Fuse Editions 004


The Fuse Art Space in Bradford is an avant-garde multimedia venue that only last year played host to a live set from none other than Oliver Barrett, aka Petrels. Now released as part of the Fuse Editions series – no. 4, to be precise – the Londoner unites his distinct, highly charged synths with interweaving electronic webs that constantly link up and spiral ever outwards. The stunningly bright rays of synth shine brilliantly, and when they occasionally try to veer off course, Barrett is always there to steer them back onto the rocky road. Through thick and thin they’re always under his control, even when they go through those moments of sickening turbulence. Barrett presides over the controls with a high level of skill, which, given his impressive discography and resume, doesn’t really come as a surprise. The live set is a completely different ballgame, and sometimes things can get lost in translation. The casual comfort of the studio is no longer there; it’s just you, the audience and the music.

The electronics stutter and glitch lightly, but they do so at an appropriate time. Nothing’s rushed, or even forced. Just after the 8 minute mark, the music spikes and really takes off. All of a sudden, the music soars high above it all, flying through the dusty winds of static and the light rain of an intermittent synth. It’s accompanied by a deeper harmony that helps to soothe the dissonance, and it makes the music more of a comfortable flight. His patience is clearly evident, and it’s definitely a virtue when it comes to experimental and electronic music. When all of the elements eventually converge, you can expect some serious fireworks.
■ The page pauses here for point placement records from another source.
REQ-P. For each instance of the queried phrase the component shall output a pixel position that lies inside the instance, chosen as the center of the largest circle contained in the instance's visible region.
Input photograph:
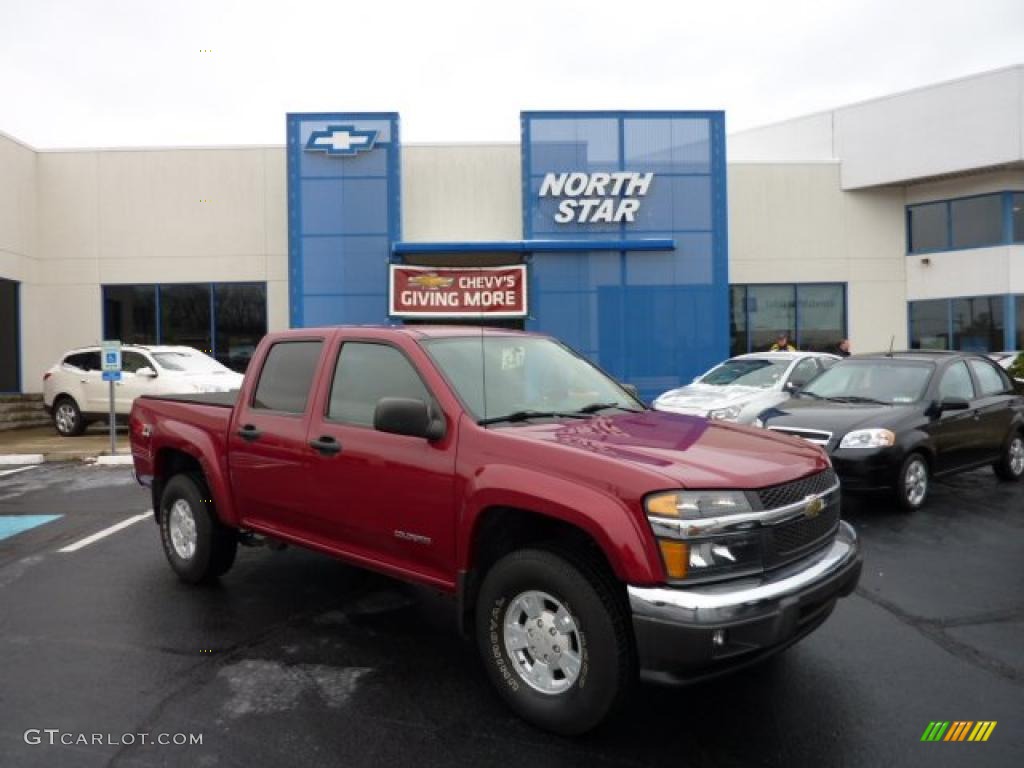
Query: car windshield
(747, 373)
(501, 376)
(189, 363)
(888, 381)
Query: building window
(974, 324)
(977, 324)
(812, 313)
(130, 313)
(977, 221)
(1017, 213)
(966, 222)
(930, 325)
(929, 225)
(225, 320)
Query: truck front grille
(791, 493)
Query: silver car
(743, 386)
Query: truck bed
(220, 399)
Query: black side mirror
(409, 417)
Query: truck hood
(704, 397)
(688, 451)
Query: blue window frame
(957, 223)
(224, 320)
(814, 314)
(977, 324)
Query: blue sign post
(111, 353)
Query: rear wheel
(1011, 464)
(913, 482)
(68, 417)
(554, 637)
(198, 546)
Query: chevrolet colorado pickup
(588, 541)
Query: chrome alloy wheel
(543, 641)
(1017, 456)
(65, 418)
(181, 526)
(915, 481)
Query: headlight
(868, 438)
(695, 504)
(725, 414)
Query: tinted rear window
(287, 376)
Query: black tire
(1010, 467)
(67, 417)
(214, 544)
(918, 463)
(601, 639)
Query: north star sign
(596, 198)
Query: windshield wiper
(595, 407)
(858, 398)
(524, 415)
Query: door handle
(249, 433)
(326, 444)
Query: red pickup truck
(587, 540)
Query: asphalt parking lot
(297, 659)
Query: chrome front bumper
(685, 635)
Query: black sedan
(898, 420)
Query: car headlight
(868, 438)
(697, 504)
(709, 557)
(725, 414)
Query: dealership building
(649, 241)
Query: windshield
(747, 373)
(522, 374)
(189, 363)
(887, 381)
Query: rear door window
(990, 381)
(287, 376)
(84, 360)
(367, 372)
(956, 382)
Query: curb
(22, 459)
(114, 461)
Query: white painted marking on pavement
(105, 532)
(15, 471)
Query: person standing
(782, 343)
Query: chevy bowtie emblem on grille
(341, 139)
(814, 506)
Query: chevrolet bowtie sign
(341, 139)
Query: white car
(75, 393)
(743, 386)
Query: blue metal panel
(537, 246)
(655, 317)
(344, 213)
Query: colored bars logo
(958, 730)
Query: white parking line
(105, 532)
(6, 472)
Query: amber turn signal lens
(665, 505)
(676, 556)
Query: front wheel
(198, 546)
(1011, 465)
(554, 637)
(913, 482)
(68, 417)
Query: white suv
(75, 393)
On Side A, a gauzy, static-drenched progression takes hold. There’s an undeniable tension inside the music as it constantly pushes and pulls. Near and yet incredibly far away, the music is, at times, cosy and temperate, but the synths can also come across as icy and alien. The notes sparkle and twinkle, and like far away lights on another continent they occasionally blink in and out of focus. Tiny electronic melodies dart around, and with short stabs they illuminate the music. Side B is the more melodically focused of the two, but even this disintegrates and fragments in a sweet, glittery death. Right from the start, the synth acts like a dreamcatcher, capturing the melody in its symmetrical webs of intricacy. The dominant melody vanishes, and the lights are left to glow. And then, one by one, they go out.